- Founded: 2006
- Founder: Pieter Schoolwerth
- Genre: New York City
- Country of origin: U.S.
- Location: Industrial, noise, cold wave, minimal wave, power electronics, electronic body music
- Official website: wierdrecords.com

= Wierd Records =

American independent record label

Wierd Records is an American independent record label, founded in New York City by Pieter Schoolwerth in 2006.

"Wierd" was also the name for an associated weekly DJ night, now defunct, that started at Southside Lounge in Brooklyn in 2003, later held at Home Sweet Home in Manhattan. Schoolwerth has also performed with power electronics outfit Bloodyminded since the mid-'90s and was previously a member of Crash Worship.

Associated groups include Røsenkøpf, Martial Canterel, Led Er Est, Xeno & Oaklander, Blacklist, Frank (just Frank), Plastic Flowers, and Opus Finis.
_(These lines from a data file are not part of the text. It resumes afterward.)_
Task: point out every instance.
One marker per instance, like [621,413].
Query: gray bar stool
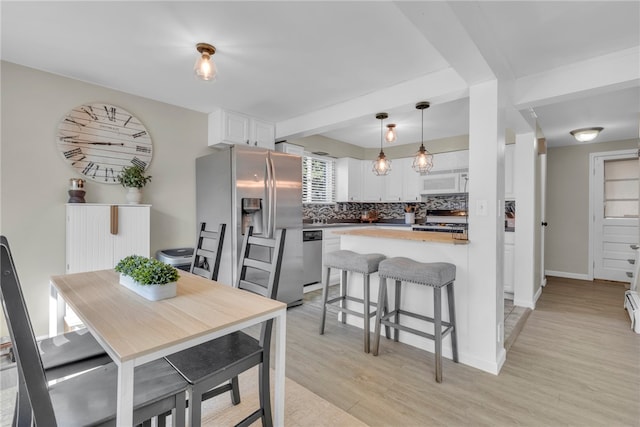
[357,263]
[436,275]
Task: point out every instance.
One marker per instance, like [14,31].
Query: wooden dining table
[134,331]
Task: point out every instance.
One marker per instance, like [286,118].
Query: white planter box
[150,292]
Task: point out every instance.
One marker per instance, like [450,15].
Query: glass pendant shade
[390,135]
[381,165]
[205,68]
[423,161]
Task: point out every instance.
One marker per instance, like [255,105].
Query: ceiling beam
[439,87]
[446,27]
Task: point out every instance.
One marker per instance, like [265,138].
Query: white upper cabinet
[509,170]
[373,185]
[393,182]
[228,127]
[348,180]
[410,182]
[285,147]
[451,161]
[263,134]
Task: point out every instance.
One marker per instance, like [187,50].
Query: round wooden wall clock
[99,139]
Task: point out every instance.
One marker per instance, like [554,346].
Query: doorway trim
[593,158]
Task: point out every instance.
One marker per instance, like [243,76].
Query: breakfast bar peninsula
[422,246]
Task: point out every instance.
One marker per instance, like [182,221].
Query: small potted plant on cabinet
[133,178]
[148,277]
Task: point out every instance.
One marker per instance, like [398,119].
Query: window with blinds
[318,180]
[621,188]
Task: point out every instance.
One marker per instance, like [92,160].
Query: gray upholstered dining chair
[89,398]
[212,363]
[208,251]
[62,355]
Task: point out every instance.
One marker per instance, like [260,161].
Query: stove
[444,221]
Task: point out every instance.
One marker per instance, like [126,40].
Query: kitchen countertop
[307,226]
[423,236]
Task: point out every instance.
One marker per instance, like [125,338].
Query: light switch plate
[481,208]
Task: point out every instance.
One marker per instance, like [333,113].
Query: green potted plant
[148,277]
[133,178]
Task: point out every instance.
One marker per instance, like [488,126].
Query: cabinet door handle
[114,220]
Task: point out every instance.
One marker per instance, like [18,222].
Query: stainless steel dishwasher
[312,256]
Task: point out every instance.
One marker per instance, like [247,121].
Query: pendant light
[381,165]
[423,161]
[205,68]
[390,135]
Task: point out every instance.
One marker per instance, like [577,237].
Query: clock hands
[76,140]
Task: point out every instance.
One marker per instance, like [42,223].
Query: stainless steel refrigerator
[242,186]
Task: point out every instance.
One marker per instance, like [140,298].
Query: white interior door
[614,195]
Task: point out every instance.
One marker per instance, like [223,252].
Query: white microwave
[445,183]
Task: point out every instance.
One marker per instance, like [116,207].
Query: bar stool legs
[434,275]
[364,264]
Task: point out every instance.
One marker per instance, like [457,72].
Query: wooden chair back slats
[206,261]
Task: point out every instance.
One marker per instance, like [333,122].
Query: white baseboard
[567,275]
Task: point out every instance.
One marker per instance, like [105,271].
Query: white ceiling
[300,62]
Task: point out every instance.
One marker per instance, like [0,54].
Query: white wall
[34,177]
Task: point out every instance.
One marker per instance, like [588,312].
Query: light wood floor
[576,362]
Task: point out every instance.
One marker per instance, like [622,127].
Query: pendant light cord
[381,131]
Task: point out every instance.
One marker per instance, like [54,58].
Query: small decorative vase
[76,190]
[150,292]
[134,196]
[409,217]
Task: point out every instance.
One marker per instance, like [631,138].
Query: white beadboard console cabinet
[97,237]
[100,235]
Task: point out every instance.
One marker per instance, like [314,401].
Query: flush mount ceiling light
[205,68]
[423,161]
[381,165]
[390,134]
[586,134]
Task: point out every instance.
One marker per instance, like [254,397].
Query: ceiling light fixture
[390,135]
[381,165]
[586,134]
[205,68]
[423,161]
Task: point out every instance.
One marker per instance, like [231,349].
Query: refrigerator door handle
[274,198]
[269,185]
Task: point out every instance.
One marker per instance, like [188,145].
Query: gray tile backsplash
[386,211]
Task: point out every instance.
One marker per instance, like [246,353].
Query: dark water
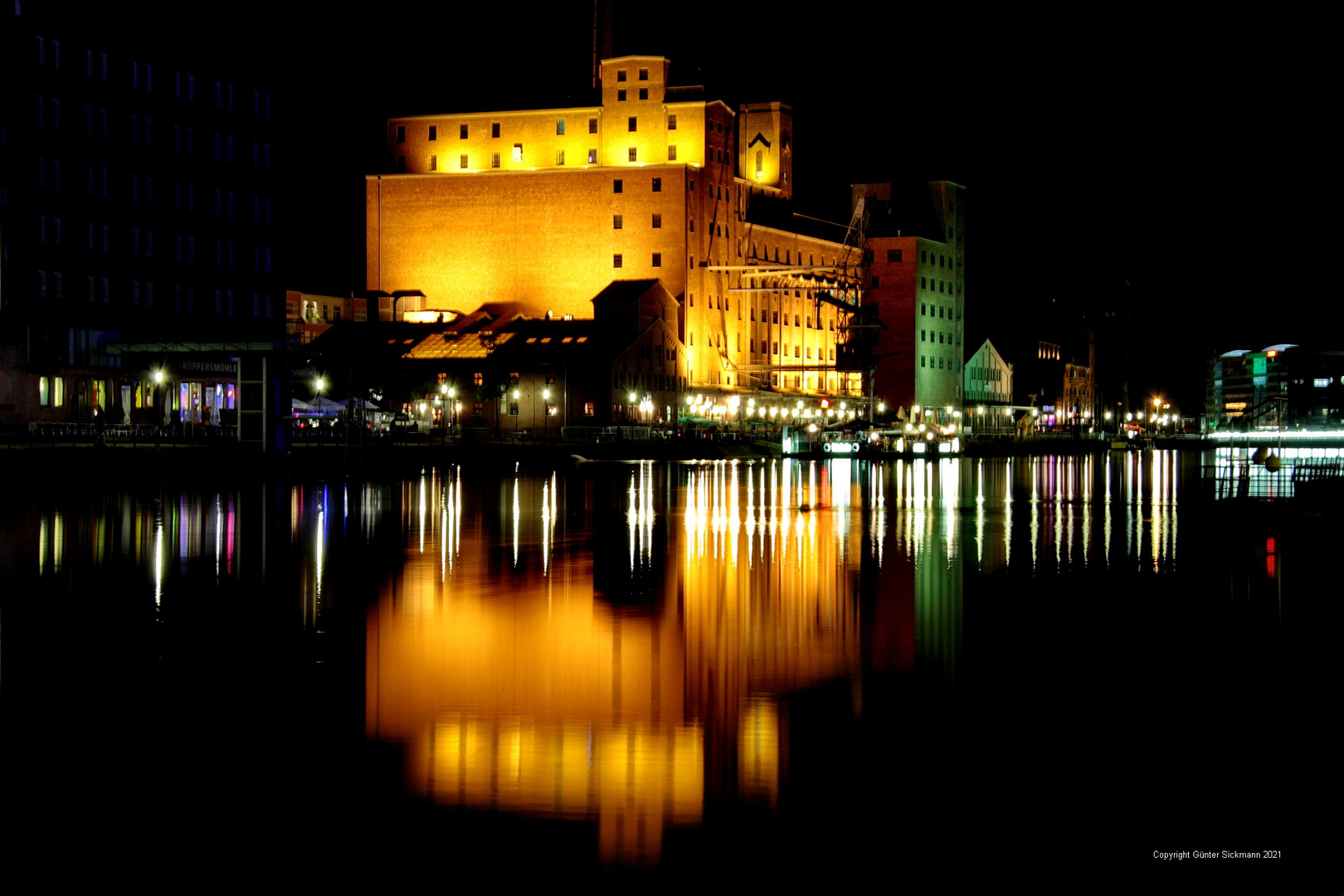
[761,672]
The groups are also linked to developments in the visual arts; Schoolwerth is a noted conceptualist painter. Liz Wendelbo, a member of Xeno & Oaklander, is also a filmmaker, positing "cold cinema" as filmmaking that "predicates resistance to cinema as a virtual medium".

==Style==
The label takes inspiration from European permutations of post-punk, minimal synth, and dream pop, and from synthesizer-based groups described as "minimal electronics" (similar to electropunk or minimal electronica). The label is especially associated with a revival of the French cold wave style. The label positions itself as eccentric, marginal, and somewhat psychedelic, and in opposition to the mainstream goth subculture. Schoolwerth declares, "We don’t use the term goth. It has a derogatory connotation. It’s degenerated into some kind of ironic B-horror film thing. It’s lost its elegance, sophistication, and most importantly, its pretentiousness."